Besluit uitvoering artikel 15, tweede lid, Vorderingswet 1962
Artikel 3
Geldend
Geldend vanaf 23-06-1966
- Bronpublicatie:
18-05-1966, Stb. 1966, 230 (uitgifte: 21-06-1966, kamerstukken/regelingnummer: -)
- Inwerkingtreding
23-06-1966
- Bronpublicatie inwerkingtreding:
18-05-1966, Stb. 1966, 230 (uitgifte: 21-06-1966, kamerstukken/regelingnummer: -)
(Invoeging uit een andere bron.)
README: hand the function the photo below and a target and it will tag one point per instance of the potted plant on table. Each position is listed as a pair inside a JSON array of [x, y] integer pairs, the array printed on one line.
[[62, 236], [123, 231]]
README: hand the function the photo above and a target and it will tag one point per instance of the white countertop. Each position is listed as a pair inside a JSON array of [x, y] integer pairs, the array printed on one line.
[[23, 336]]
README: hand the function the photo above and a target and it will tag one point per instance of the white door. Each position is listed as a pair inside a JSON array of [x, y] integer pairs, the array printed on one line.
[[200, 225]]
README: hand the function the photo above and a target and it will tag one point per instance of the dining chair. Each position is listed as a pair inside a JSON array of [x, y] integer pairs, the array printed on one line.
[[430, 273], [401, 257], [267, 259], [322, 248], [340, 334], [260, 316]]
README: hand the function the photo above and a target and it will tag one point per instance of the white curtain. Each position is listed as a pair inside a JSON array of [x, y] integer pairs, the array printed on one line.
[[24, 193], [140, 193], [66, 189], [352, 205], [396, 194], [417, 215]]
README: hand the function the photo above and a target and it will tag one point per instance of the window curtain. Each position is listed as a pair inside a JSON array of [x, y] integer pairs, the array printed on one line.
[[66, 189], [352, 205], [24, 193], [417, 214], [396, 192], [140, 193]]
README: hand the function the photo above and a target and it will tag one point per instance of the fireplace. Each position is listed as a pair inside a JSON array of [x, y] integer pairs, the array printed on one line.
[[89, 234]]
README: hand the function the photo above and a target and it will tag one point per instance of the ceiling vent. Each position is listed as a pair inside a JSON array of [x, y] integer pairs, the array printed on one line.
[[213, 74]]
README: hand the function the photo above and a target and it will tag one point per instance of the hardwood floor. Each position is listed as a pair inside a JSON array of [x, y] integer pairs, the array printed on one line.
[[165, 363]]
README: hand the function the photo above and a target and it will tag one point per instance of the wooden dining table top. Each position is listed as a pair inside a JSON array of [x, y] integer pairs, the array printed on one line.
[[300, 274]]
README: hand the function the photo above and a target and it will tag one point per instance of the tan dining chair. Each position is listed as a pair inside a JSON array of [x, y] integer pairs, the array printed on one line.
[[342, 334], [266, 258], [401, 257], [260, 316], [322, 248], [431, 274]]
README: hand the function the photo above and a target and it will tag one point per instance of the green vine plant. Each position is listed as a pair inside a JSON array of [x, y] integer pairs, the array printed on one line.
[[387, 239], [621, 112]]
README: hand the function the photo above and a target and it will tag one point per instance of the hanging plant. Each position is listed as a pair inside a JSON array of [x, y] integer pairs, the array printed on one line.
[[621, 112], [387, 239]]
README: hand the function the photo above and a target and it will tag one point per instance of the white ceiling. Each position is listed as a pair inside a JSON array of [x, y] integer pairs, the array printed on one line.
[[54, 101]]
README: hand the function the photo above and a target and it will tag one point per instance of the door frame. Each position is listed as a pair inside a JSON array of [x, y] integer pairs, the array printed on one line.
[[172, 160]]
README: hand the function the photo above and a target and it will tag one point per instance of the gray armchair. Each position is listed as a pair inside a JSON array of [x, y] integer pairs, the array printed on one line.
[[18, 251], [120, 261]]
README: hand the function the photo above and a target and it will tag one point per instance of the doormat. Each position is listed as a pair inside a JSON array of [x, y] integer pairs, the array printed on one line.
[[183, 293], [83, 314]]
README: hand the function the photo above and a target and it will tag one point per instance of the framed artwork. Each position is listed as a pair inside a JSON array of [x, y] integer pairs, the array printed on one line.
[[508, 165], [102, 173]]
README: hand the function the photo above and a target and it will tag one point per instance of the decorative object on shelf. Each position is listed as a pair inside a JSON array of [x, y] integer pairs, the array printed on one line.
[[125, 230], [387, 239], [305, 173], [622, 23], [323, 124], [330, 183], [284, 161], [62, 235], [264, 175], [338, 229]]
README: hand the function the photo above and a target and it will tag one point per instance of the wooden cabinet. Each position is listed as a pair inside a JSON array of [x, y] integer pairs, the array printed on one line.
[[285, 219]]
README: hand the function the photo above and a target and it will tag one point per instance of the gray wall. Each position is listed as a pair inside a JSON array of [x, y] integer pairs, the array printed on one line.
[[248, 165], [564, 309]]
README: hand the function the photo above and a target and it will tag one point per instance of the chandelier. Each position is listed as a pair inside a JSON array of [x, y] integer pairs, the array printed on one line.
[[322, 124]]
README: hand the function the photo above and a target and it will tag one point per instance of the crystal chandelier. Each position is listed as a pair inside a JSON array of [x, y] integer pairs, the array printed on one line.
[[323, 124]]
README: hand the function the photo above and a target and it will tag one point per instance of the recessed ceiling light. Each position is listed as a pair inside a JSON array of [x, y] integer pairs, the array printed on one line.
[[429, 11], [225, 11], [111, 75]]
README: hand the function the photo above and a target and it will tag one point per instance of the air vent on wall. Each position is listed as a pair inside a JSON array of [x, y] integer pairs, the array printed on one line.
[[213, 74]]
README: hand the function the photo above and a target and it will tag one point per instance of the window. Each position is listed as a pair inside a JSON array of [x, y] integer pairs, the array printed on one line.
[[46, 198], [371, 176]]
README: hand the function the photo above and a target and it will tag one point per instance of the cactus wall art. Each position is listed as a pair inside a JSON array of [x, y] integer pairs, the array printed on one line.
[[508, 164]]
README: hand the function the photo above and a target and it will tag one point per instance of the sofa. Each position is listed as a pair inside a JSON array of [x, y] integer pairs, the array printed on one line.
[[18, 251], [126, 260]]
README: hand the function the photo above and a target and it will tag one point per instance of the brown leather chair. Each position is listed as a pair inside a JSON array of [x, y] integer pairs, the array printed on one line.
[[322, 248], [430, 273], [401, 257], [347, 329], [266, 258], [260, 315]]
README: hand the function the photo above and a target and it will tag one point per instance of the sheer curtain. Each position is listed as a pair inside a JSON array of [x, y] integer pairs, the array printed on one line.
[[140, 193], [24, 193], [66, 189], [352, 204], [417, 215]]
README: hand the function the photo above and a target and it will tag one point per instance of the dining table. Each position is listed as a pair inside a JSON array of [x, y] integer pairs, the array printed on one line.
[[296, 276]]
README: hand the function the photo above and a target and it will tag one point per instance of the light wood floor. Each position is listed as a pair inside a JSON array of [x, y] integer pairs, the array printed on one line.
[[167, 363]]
- Overige regelgevende instantie(s)
Ministerie van Financiën
Ministerie van Justitie
- Vakgebied(en)
Goederenrecht / Eigendom, bezit en houderschap
Verbintenissenrecht / Schadevergoeding
1.
In geval van vordering van het eigendomsrecht op een roerende zaak wordt de waarde van de zaak, indien deze tot de handels- of bedrijfsvoorraad van een rechthebbende op schadeloosstelling behoort, vastgesteld op het gemiddelde van de inkoopsprijzen — of, indien de zaak door hem zelf is voortgebracht, van de kostprijzen — die voor hem hebben gegolden in de onmiddellijk aan de vordering voorafgegane tijdsruimte van twee weken. Bij het voor zodanige rechthebbende vaststellen van de schadeloosstelling wordt met de door hem gederfde winst als bijkomende schade rekening gehouden.
2.
In andere gevallen wordt de waarde van de zaak vastgesteld op het gemiddelde van de gangbare prijzen, waartegen soortgelijke zaken in de onmiddellijk aan de vordering voorafgegane tijdsruimte van twee weken ter plaatse of in het gebied, waar de zaak zich bij de vordering bevond, voor levering hier te lande zijn verkocht of, indien in die tijdsruimte aldaar geen zodanige verkoop heeft plaatsgehad, zijn te koop aangeboden, in daartoe leidende gevallen verminderd met een redelijk bedrag voor waardevermindering wegens technische of economische veroudering van de zaak.
3.
Bij het vaststellen van de waarde van de zaak wordt rekening gehouden met verschillen tussen hetgeen in de vorderingsbeschikking aangaande het verschaffen van de feitelijke mogelijkheid tot uitoefening van het gevorderde eigendomsrecht bepaald is en de leveringsvoorwaarden, die bij verkoop van een zaak als waarop de vordering betrekking heeft voor degene die bedoelde mogelijkheid moet verschaffen gebruikelijk zijn.